Simon Liberati conclut avec « New York City Inferno » sa trilogie baroque, amorcée il y a plusieurs années. L’écrivain y retrouve les personnages emblématiques d’Alexis Tcherepakine et de sa sœur Taïné, pour un ultime voyage temporel ancré en 1974, entre les rues de Paris et l’effervescence de Manhattan. D’après Ouest France, ce roman se distingue par une élégance vénéneuse, mêlant désillusion et esthétisme littéraire.
Ce qu'il faut retenir
- Simon Liberati achève sa trilogie baroque avec « New York City Inferno ».
- Le roman met en scène les personnages d’Alexis et Taïné Tcherepakine, déjà présents dans les deux premiers tomes.
- L’intrigue se déroule en 1974, entre Paris et Manhattan.

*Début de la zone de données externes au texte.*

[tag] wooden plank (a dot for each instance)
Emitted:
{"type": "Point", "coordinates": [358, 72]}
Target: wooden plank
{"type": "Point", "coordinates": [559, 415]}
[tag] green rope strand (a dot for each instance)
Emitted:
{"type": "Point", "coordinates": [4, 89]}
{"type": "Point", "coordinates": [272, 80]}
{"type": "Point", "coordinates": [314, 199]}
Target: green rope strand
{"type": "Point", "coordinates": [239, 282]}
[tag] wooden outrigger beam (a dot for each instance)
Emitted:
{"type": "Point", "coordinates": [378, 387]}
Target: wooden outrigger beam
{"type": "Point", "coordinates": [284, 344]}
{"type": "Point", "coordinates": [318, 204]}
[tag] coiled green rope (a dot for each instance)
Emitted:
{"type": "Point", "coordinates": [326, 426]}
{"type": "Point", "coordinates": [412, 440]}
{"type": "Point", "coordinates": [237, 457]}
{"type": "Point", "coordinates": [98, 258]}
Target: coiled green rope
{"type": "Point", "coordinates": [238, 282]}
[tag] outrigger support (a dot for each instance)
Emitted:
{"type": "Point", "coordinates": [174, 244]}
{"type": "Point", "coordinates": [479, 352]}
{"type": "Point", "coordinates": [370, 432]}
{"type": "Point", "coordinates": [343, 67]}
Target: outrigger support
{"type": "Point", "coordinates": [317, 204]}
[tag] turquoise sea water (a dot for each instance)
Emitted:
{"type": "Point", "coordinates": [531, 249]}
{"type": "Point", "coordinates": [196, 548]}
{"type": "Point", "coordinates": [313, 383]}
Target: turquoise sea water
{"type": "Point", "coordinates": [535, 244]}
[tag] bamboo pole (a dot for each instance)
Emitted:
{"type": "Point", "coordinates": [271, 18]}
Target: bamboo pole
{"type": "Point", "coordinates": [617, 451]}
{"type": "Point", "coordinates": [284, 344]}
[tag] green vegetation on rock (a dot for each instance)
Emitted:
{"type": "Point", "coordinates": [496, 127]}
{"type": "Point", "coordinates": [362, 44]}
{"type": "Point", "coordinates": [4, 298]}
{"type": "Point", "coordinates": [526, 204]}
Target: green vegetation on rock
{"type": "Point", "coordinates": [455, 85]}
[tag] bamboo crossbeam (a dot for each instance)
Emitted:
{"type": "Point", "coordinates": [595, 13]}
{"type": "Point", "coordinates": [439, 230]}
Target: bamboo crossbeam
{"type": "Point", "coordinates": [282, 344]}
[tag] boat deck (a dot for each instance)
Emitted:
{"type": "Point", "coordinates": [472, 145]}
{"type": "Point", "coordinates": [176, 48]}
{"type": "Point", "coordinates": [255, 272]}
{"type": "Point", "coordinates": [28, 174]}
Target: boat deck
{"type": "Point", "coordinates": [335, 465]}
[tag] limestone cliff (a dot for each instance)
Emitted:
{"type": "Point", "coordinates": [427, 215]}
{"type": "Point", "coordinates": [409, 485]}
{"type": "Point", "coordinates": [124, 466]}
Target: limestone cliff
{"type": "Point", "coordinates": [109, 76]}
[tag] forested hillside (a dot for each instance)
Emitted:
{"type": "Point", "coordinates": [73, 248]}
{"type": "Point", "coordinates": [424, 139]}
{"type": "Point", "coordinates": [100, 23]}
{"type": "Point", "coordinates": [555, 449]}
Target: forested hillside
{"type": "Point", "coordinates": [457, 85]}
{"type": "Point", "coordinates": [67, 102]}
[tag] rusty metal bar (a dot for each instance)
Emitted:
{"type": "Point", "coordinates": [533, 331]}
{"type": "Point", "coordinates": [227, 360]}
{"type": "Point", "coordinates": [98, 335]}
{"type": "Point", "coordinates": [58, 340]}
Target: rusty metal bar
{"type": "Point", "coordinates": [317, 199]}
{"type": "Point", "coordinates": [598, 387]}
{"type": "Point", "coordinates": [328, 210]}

- L’œuvre est saluée pour son style à la fois sophistiqué et corrosif, qualifié d’« élégance vénéneuse » par Ouest France.
Avec ce troisième opus, Simon Liberati boucle un cycle littéraire entamé il y a plusieurs années. Selon Ouest France, l’auteur a choisi de replonger ses lecteurs dans l’univers des Tcherepakine, une famille aux contours tourmentés, dont le destin se joue entre deux continents. L’écrivain, connu pour son écriture baroque et ses portraits acérés de la société, signe ici une conclusion ambitieuse à une trilogie qui a marqué la littérature contemporaine.
L’action de « New York City Inferno » se situe en 1974, une année charnière pour la culture et la politique, tant en France qu’aux États-Unis. C’est à cette époque que les personnages d’Alexis et Taïné Tcherepakine évoluent, entre un Paris encore marqué par les séquelles de Mai 68 et une New York en pleine mutation, où se croisent artistes, marginaux et ambitieux. Le roman explore ainsi les tensions d’une époque où les rêves de liberté côtoient les désillusions politiques et sociales.
Simon Liberati, qui a souvent été associé à une écriture riche et parfois cryptique, confirme ici son talent pour dépeindre des atmosphères à la fois envoûtantes et subversives. Dans une interview accordée à Ouest France, il explique que cette trilogie lui a permis d’explorer « la chute des illusions » à travers des destins individuels. — « On y trouve une forme de mélancolie élégante, presque envoûtante, mais toujours teintée d’une ironie mordante », souligne-t-il.
« Ce roman est une plongée dans l’âme d’une époque où tout semblait possible, mais où tout s’effritait déjà. »
— Simon Liberati, cité par Ouest France
Avec « New York City Inferno », Simon Liberati signe une conclusion magistrale à une trilogie qui a su marquer son époque. En plongeant ses personnages dans les méandres de 1974, entre Paris et New York, il offre une réflexion sur la fin des utopies et le poids des désillusions. Si l’œuvre confirme son statut d’écrivain incontournable de la littérature française contemporaine, elle interroge aussi sur la place de la fiction face à l’Histoire. Une lecture à la fois exigeante et envoûtante, qui laisse augurer de nouveaux défis pour son auteur.